At the very end, we were allowed to come in and say hello to all the children:

It was lovely because absolutely everyone wanted to give us a cuddle:

Afterward, in the bookshop, Axel signed and signed copies of our books. And then he signed and signed some more. He was signing for an hour!

Then we all went back to the house where we were staying for dinner cooked by Adrian. With gooseberry fool for pudding – Hooray!

The Three Little Pigs app for iPad is #1 in New & Noteworthy on UK App Store

Posted by Kate on May 27, 2011

Today’s a big day for all of us at Nosy Crow: our The Three Little Pigs app app is the Number 1 New and Noteworthy app in the UK App Store. It’s on the homepage! This is a real recognition of the app’s quality and innovation. The Three Little Pigs is Nosy Crow’s first app, and it has already been reviewed amazingly well, as you’ll see from the list of reviews in the Media Mentions section of our Media Kit page.

The Three Little Pigs has
appeared on the home pages of 12 continental European countries already it’s great to see it here in the UK App Store. Not only is the UK a really important market for our apps, but it is also “our” store: the one we buy our apps in ourselves.

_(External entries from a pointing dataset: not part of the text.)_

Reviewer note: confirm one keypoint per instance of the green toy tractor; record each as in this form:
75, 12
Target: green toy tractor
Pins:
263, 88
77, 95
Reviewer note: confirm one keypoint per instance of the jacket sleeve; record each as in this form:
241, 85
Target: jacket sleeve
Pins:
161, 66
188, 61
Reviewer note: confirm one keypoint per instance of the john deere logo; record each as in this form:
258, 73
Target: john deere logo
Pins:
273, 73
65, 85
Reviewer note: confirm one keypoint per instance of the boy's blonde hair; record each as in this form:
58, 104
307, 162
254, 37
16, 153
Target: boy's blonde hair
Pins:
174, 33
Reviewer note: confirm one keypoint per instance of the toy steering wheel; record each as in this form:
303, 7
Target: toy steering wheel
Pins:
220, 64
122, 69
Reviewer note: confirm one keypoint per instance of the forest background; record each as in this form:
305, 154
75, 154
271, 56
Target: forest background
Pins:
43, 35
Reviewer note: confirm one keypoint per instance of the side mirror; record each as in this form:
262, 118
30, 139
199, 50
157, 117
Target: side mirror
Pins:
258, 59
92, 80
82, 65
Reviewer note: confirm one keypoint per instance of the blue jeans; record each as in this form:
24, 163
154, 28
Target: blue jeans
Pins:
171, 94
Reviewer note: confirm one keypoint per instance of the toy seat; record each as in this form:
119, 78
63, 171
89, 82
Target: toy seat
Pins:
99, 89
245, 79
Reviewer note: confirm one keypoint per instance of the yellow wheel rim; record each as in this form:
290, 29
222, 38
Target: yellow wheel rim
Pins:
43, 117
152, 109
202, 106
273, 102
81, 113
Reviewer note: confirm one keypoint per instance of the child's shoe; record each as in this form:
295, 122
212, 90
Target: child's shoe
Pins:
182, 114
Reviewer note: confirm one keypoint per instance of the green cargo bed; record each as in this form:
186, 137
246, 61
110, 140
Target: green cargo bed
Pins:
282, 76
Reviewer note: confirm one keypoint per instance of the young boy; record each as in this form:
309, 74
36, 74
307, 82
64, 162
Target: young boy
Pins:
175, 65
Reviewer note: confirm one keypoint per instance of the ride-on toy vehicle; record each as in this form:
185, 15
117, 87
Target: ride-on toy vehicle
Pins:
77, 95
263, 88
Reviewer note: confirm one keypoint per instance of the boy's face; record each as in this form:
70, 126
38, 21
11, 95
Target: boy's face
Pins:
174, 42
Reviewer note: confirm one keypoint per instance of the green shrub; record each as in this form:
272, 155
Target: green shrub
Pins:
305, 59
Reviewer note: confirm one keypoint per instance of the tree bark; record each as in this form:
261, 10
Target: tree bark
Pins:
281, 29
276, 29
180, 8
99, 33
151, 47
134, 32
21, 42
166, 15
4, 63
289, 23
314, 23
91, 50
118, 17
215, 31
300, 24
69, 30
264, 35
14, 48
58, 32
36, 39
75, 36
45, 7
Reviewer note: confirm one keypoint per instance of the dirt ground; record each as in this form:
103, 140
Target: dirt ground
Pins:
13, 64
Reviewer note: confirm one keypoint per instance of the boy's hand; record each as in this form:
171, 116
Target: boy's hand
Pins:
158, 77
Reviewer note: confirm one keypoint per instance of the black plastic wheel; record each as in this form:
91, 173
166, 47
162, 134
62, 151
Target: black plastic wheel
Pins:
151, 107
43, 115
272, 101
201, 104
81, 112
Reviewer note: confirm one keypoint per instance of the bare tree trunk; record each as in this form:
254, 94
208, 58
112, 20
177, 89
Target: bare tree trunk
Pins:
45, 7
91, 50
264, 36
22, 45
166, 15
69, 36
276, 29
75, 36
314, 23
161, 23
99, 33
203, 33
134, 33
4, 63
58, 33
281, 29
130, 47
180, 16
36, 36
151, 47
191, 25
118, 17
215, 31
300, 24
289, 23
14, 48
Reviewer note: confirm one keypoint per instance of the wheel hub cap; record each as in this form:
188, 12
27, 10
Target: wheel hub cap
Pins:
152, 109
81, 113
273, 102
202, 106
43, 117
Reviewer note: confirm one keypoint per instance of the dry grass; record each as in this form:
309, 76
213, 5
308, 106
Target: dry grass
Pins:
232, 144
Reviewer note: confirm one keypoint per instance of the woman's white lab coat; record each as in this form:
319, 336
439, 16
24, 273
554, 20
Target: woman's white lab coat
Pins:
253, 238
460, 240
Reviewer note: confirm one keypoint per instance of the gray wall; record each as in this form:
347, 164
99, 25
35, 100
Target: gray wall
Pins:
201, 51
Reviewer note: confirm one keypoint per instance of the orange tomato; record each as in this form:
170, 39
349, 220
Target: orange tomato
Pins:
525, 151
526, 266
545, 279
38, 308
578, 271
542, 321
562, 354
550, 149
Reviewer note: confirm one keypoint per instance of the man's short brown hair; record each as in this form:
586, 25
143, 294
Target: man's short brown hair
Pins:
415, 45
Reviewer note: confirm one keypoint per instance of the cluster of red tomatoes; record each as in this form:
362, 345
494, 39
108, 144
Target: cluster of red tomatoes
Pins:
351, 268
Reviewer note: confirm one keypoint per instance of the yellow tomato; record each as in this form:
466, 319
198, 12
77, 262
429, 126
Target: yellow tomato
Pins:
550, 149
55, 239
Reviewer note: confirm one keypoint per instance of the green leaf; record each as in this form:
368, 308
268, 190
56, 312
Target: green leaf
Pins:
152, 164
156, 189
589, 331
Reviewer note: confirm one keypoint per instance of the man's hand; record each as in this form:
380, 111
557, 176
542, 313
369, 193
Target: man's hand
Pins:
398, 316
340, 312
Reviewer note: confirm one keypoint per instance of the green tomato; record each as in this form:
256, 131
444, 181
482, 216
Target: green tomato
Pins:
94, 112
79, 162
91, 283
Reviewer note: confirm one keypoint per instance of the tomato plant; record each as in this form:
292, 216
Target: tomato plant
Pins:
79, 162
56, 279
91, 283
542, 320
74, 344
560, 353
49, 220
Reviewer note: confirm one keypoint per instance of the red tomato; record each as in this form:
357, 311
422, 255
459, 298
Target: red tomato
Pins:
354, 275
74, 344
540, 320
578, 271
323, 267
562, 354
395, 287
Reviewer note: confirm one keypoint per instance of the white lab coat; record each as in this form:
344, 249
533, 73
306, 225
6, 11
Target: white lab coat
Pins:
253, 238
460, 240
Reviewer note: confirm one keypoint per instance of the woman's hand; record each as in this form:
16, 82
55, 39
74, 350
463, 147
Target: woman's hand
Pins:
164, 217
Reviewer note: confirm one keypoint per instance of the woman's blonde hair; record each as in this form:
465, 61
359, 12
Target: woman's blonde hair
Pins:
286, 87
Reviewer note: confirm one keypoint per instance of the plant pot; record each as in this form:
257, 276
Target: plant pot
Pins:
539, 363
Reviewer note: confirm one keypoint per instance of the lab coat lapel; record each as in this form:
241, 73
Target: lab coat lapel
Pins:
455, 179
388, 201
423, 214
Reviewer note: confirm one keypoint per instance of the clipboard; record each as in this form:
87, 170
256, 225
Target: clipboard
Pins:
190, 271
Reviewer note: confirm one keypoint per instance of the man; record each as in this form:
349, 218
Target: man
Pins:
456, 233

The app also tops the “What’s Hot” list in book apps on the UK store:

Huge congratulations are due to Ed, who illustrated and animated the app; Will who did the engineering work; Robin Beanland who composed the music; Ali Muirden from Creative Content who worked with Lance England on the audio; the kids who did the voices, particularly Freya Wilson who provided the narration; and, in a last-but-far-from-least slot, Deb who managed the project and worked on the UK marketing.

We’re pleased and proud.

Society of Children's Book Writers and Illustrators event at the Lincoln Book Festival

Posted by Kate on May 16, 2011

I went up to Lincoln on Saturday to talk to a group of children’s authors and illustrators (and agent Elizabeth Roy, many of them aspiring to be published. The event was organised by writer and blogger Addy Farmer (pictured here with me) for the Society of Children’s Book Writers and Illustrators.

It was hard to know what to cover (and Kate had a scary 90 minutes to fill), other than pointing people in the direction of our “submissions guidelines” and to telling them we prefer to receive submissions digitally, which is the work of a minute. But I talked about how Nosy Crow got started, and what’s important to us: identifying the core audience for each book or app that we do and trying to ensure that every aspect of that book or app is right for that audience; bringing our own creative energies and skill to projects as we work with authors and illustrators to shape and make books and apps; embracing digital technology both as a means of creating new reading experiences and communicating with people about them; and thinking internationally, and accessing international markets through our partners in key countries.

Of course, most of the people there really wanted to know what Nosy Crow was “looking for” and that’s a hugely difficult thing to define.

But here’s a shot at it:

Print books:

Fiction for 0 – 12, bearing in mind that a lot of the texts for board and novelty books are are produced in-house.
“Mum-friendly” books – no drugs, sex or gritty or gratuitous violence.
Strong commercial concept-driven or character-led series novels and picture books.
Brilliantly-written stand-alone novels and picture books, but nothing too intensely high-brow.
Great illustration with child and parental appeal – nothing too dark and arty.

Apps:

While some of our future apps may be based on our books, Nosy Crow is currently focused on commissioning apps that start as apps, not as books. We are interested in working with authors and illustrators who are excited by, and really understand how, touch-screen devices can enhance and extend the story experience. As we have engineers on staff, we don’t need people who can code apps, and we don’t need to see a ready-made app. Instead, we want to see really great ideas and really great art (and need art that is created digitally in layers for this medium).

I got to visit glorious Lincoln Cathedral:

And I even saw a little of the top part of the city (here are Addy and Elizabeth Roy in front of something lovely and half timbered) before leaving.